Answer
(a) The slope of the tangent line of the curve at $P$ is $4$.
(b) The equation of the tangent line of the curve at $P$ is $y=4x-9$
Work Step by Step
$$y=x^2-5\hspace{1cm} P(2,-1)$$
1) First, take $Q(2+h,y)$ to be a nearby point of $P$ on the graph of the function.
$$y=(2+h)^2-5=4+h^2+4h-5=h^2+4h-1$$
So $Q(2+h,h^2+4h-1)$
2) Find the slope of the secant $PQ$:
$$\frac{\Delta y}{\Delta x}=\frac{h^2+4h-1-(-1)}{2+h-2}=\frac{h^2+4h}{h}=h+4$$
3) Find out what happens if $Q$ approaches $P$
As $Q$ approaches $P$, $2+h$ will gradually approach $2$, while $h^2+4h-1$ approaches $-1$, meaning $h$ approaches $0$ and secant slope approaches $4$.
So we take $4$ the slope of the tangent of the curve at $P$.

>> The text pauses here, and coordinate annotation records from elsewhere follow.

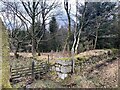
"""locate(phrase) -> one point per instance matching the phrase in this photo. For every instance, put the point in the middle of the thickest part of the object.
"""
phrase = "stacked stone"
(63, 68)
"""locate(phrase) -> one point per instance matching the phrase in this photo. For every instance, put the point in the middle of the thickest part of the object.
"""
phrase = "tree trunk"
(16, 51)
(33, 30)
(96, 39)
(78, 40)
(5, 71)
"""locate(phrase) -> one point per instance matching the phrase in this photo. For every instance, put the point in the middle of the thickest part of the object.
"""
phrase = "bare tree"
(67, 9)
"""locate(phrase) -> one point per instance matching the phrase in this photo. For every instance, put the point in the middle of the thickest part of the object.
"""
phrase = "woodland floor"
(104, 76)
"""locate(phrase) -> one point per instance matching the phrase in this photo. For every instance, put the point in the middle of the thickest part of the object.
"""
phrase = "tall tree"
(53, 28)
(68, 9)
(5, 71)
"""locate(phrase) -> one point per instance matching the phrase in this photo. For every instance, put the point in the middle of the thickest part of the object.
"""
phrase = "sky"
(63, 17)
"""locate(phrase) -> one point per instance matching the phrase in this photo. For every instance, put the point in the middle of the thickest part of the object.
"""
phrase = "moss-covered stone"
(66, 58)
(5, 57)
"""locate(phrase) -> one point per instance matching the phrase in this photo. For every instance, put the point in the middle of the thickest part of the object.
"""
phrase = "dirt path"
(105, 76)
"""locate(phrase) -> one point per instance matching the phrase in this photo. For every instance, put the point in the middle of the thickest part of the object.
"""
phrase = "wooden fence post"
(48, 59)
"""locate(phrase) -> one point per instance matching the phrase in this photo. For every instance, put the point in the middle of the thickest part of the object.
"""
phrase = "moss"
(66, 58)
(5, 57)
(115, 51)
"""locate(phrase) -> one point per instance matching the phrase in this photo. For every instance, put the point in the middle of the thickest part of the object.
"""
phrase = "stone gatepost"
(63, 67)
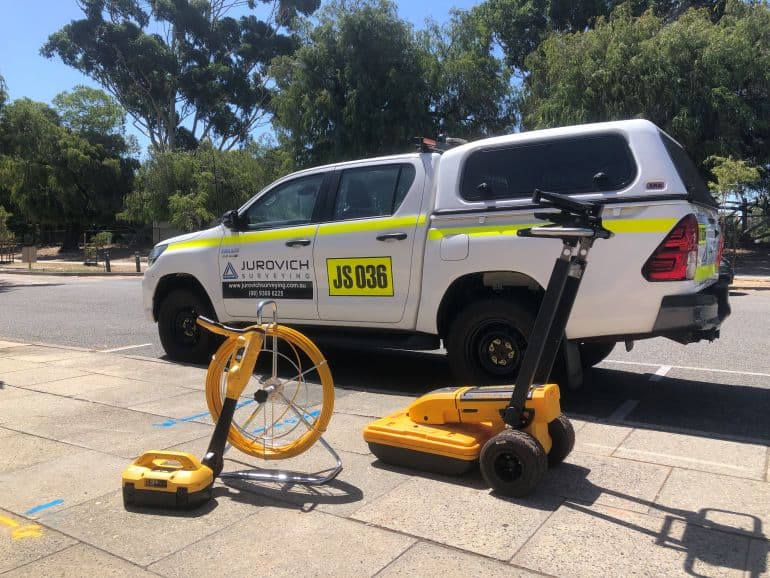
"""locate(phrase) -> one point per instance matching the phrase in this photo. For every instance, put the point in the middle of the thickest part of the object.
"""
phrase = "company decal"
(361, 276)
(229, 272)
(273, 278)
(230, 252)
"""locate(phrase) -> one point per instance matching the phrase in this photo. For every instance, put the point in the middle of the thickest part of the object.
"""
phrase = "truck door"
(363, 257)
(271, 256)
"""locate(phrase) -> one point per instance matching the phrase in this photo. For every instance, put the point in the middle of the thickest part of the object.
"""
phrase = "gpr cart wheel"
(562, 440)
(513, 462)
(288, 401)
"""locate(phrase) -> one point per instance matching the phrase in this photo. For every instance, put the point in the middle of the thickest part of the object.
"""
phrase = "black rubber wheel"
(182, 338)
(513, 463)
(562, 440)
(594, 352)
(487, 339)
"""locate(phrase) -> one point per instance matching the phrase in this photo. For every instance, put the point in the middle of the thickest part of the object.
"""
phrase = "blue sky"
(25, 26)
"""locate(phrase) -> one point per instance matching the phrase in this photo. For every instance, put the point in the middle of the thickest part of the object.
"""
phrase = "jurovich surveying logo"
(229, 272)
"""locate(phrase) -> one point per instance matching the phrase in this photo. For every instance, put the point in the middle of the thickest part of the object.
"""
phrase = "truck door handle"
(298, 243)
(392, 237)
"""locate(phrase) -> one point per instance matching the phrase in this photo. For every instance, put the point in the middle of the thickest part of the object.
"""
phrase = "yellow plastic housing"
(456, 423)
(168, 471)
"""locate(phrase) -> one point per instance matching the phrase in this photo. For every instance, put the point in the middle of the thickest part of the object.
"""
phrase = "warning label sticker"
(271, 289)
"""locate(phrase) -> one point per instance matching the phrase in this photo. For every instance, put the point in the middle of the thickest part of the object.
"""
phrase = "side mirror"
(231, 220)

4) The equation of the tangent line at $P$ would have this form: $$y=4x+b$$
Replace the coordinates of $P$ here to find $b$:
$$4\times2+b=-1$$ $$8+b=-1$$ $$b=-9$$
Therefore, the equation of the tangent line of the curve at $P$ is $y=4x-9$